Recently a friend was lamenting to me about how the younger generation does not seem as inclined to help out around the house. Upon reflection, I can see where that might be the case, especially since young people today are socially more connected and have access to so much technology for entertainment.

Wouldn’t it be nice to regularly hear offers like these from your children or grandchildren?

  • Hey Mom, what can I help you with today?
  • Grandpa, I’ve got lots of time today if you need help with anything!
  • Nana, how about I do the dishes tonight? You always do them.
  • Hey Dad, I can help with the pruning if you show me how.

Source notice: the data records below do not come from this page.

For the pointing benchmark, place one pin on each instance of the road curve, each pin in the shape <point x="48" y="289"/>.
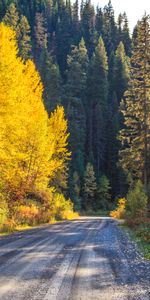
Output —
<point x="86" y="259"/>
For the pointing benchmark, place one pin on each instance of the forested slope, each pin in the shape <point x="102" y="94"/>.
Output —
<point x="84" y="58"/>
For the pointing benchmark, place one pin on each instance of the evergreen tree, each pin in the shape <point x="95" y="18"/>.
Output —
<point x="135" y="157"/>
<point x="40" y="36"/>
<point x="74" y="104"/>
<point x="88" y="25"/>
<point x="121" y="71"/>
<point x="109" y="28"/>
<point x="89" y="188"/>
<point x="51" y="78"/>
<point x="97" y="106"/>
<point x="103" y="196"/>
<point x="11" y="18"/>
<point x="76" y="191"/>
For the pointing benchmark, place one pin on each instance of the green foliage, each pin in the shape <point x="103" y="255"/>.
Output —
<point x="135" y="154"/>
<point x="103" y="196"/>
<point x="136" y="201"/>
<point x="76" y="191"/>
<point x="89" y="188"/>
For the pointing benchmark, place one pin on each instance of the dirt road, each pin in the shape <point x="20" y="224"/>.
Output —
<point x="90" y="258"/>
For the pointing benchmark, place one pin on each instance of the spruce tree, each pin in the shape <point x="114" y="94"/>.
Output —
<point x="74" y="104"/>
<point x="51" y="78"/>
<point x="89" y="188"/>
<point x="97" y="106"/>
<point x="11" y="18"/>
<point x="103" y="196"/>
<point x="135" y="156"/>
<point x="121" y="71"/>
<point x="40" y="36"/>
<point x="88" y="25"/>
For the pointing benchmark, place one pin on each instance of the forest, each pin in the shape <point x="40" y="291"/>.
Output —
<point x="74" y="110"/>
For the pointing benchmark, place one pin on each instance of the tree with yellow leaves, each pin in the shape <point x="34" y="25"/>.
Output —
<point x="33" y="147"/>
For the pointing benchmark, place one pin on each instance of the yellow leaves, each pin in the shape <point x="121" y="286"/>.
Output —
<point x="120" y="211"/>
<point x="32" y="147"/>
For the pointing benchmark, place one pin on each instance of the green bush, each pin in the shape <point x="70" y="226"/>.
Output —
<point x="136" y="201"/>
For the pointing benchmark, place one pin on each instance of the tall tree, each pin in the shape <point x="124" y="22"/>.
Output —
<point x="74" y="104"/>
<point x="89" y="188"/>
<point x="97" y="106"/>
<point x="11" y="18"/>
<point x="88" y="25"/>
<point x="40" y="36"/>
<point x="51" y="79"/>
<point x="121" y="71"/>
<point x="135" y="157"/>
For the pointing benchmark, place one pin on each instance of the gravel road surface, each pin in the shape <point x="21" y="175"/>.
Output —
<point x="87" y="259"/>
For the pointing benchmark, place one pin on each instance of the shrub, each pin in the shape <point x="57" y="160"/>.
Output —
<point x="27" y="214"/>
<point x="136" y="202"/>
<point x="61" y="208"/>
<point x="119" y="213"/>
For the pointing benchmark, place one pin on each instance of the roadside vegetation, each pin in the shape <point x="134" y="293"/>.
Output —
<point x="74" y="114"/>
<point x="33" y="146"/>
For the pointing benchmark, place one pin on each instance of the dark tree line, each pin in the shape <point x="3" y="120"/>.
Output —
<point x="83" y="56"/>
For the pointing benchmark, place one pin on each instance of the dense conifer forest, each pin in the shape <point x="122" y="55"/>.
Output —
<point x="92" y="66"/>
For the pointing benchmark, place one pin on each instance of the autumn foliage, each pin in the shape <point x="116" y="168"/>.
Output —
<point x="119" y="212"/>
<point x="33" y="146"/>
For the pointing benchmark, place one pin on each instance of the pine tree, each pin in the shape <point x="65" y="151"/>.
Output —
<point x="103" y="196"/>
<point x="40" y="35"/>
<point x="88" y="25"/>
<point x="24" y="41"/>
<point x="11" y="18"/>
<point x="97" y="106"/>
<point x="51" y="79"/>
<point x="89" y="188"/>
<point x="109" y="28"/>
<point x="74" y="104"/>
<point x="121" y="71"/>
<point x="135" y="157"/>
<point x="76" y="191"/>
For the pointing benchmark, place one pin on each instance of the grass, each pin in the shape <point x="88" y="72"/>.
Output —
<point x="141" y="235"/>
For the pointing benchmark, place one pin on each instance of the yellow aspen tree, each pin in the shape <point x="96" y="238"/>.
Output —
<point x="33" y="148"/>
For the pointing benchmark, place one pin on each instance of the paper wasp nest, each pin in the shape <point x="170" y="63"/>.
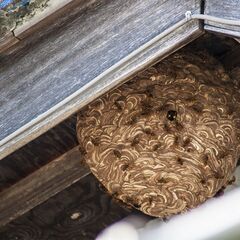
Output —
<point x="168" y="139"/>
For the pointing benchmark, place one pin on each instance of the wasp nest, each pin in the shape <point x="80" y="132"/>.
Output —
<point x="167" y="140"/>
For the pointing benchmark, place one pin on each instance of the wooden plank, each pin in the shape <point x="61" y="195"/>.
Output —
<point x="79" y="212"/>
<point x="74" y="60"/>
<point x="38" y="153"/>
<point x="7" y="41"/>
<point x="41" y="185"/>
<point x="229" y="9"/>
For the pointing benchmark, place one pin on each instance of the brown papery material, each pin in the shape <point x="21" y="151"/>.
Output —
<point x="168" y="139"/>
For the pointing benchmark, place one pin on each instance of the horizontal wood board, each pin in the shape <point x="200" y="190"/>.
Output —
<point x="41" y="185"/>
<point x="68" y="58"/>
<point x="78" y="213"/>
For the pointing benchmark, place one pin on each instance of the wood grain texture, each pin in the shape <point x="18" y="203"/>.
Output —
<point x="70" y="56"/>
<point x="41" y="185"/>
<point x="229" y="9"/>
<point x="37" y="153"/>
<point x="53" y="220"/>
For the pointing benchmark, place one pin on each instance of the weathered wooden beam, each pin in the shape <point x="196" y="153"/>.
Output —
<point x="81" y="57"/>
<point x="41" y="185"/>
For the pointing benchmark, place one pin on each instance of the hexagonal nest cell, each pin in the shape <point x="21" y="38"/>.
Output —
<point x="168" y="139"/>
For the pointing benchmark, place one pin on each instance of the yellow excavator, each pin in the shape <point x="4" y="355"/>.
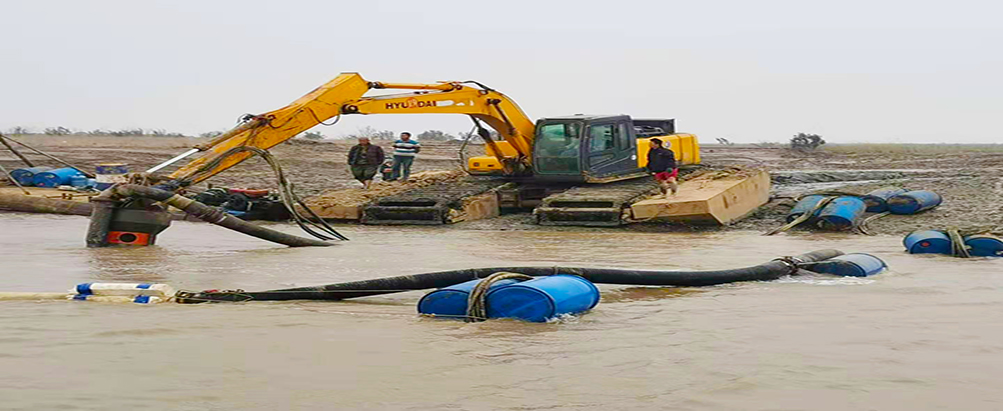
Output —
<point x="545" y="157"/>
<point x="577" y="148"/>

Well, if you are not hearing those conversations, don’t make a big deal of it. It doesn’t mean that your kids or grandkids are lazy or inconsiderate. It simply means they are not offering.

Actually, most kids would prefer to help out and add value to the family. In fact, it’s one of the things that makes teens resilient in a difficult world—knowing they add value at home.

Try this: Ask for what you want!

Novel idea? Not really. Don’t expect your kids to read your mind. If you have a thought about getting some help with chores or a project, just ask. But ask in a thoughtful way that respects that they might not be able to help right this moment. A little notice might go a long way.

  •  Trish, would you have any time tomorrow to help me go through my clothes and prepare for a trip to Goodwill?
  • Seth, I could really use an hour of your time sometime today in the yard. When might work for you?
  • Ruth, tomorrow is trash day. Would you make sure the trash and recycling containers get filled and set out this evening?

We all fall into roles and patterns in our families. Setting a different pattern often requires asking for it—not hinting…not wishing…asking. 

Actually, having thoughts about wanting someone to be more supportive or helpful but not asking is quite common, both in teams and in families. There’s an old saying: It never hurts to ask!